His abode, which he had fixed at a bowery, or country seat, at a short distance from the city, just at what is now called Dutch Street, soon abounded with proofs of his ingenuity; patent smoke jacks that required a horse to work them; Dutch ovens that roasted meat without fire; carts that went before the horses; weathercocks that turned against the wind; and other wrong-headed contrivances that astonished and confounded all beholders.

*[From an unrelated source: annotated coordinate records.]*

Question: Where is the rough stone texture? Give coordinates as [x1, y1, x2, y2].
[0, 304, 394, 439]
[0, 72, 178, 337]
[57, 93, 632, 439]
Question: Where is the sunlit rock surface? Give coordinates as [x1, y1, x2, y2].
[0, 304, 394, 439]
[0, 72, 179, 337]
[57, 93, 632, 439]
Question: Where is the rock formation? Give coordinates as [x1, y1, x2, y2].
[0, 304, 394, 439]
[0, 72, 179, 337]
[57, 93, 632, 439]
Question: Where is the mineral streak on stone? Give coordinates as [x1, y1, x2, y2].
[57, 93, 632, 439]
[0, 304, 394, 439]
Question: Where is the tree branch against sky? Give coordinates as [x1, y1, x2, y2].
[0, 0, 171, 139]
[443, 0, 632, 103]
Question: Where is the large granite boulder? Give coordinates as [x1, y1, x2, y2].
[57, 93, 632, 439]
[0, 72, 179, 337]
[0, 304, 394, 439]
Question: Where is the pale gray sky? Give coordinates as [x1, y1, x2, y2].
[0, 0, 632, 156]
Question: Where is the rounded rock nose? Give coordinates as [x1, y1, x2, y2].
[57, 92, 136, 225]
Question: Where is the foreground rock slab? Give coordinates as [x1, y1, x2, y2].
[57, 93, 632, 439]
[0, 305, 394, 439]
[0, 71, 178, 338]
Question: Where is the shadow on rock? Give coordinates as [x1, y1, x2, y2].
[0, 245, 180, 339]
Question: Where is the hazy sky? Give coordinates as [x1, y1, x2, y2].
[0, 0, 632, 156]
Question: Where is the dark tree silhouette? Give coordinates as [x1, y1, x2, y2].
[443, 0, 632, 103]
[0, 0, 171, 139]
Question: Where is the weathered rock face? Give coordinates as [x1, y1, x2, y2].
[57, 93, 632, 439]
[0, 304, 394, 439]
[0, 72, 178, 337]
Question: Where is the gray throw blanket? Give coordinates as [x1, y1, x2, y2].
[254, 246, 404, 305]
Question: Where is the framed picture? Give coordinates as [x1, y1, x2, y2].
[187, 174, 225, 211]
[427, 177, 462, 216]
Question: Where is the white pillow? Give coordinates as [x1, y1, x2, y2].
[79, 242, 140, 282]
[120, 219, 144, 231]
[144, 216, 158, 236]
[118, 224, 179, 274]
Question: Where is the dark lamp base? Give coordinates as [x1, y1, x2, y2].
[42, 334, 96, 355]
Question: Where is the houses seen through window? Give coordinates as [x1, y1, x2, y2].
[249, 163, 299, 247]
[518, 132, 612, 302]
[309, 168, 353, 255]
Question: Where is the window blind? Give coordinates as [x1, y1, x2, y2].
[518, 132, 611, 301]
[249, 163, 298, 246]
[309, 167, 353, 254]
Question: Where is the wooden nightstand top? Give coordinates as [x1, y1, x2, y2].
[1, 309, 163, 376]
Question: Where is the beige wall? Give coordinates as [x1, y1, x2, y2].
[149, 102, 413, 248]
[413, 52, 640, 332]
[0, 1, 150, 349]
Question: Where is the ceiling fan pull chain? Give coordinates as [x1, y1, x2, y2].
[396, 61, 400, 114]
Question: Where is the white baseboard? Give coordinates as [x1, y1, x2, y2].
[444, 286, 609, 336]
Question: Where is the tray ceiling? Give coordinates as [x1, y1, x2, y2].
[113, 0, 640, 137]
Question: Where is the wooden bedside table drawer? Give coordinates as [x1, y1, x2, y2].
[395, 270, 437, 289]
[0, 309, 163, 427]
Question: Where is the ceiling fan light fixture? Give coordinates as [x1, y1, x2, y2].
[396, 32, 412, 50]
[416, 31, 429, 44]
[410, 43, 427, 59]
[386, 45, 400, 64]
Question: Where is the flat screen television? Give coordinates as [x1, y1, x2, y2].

The house, too, was beset with paralytic cats and dogs, the subjects of his experimental philosophy; and the yelling and yelping of the latter unhappy victims of science, while aiding in the pursuit of knowledge, soon gained for the place the name of "Dog's Misery," by which it continues to be known even at the present day.
It is in knowledge as in swimming, he who flounders and splashes on the surface makes more noise and attracts more attention than the pearl diver who quietly dives in quest of treasures to the bottom.

The vast acquirements of the new governor were the theme of marvel among the simple burghers of New Amsterdam; he figured about the place as learned a man as a Bonze at Pekin, who has mastered one-half of the Chinese alphabet; and was unanimously pronounced a "universal genius!" I have known in my time many a genius of this stamp; but, to speak my mind freely, I never knew one who, for the ordinary purposes of life, was worth his weight in straw.

In this respect a little sound judgment and plain common sense is worth all the sparkling genius that ever wrote poetry or invented theories.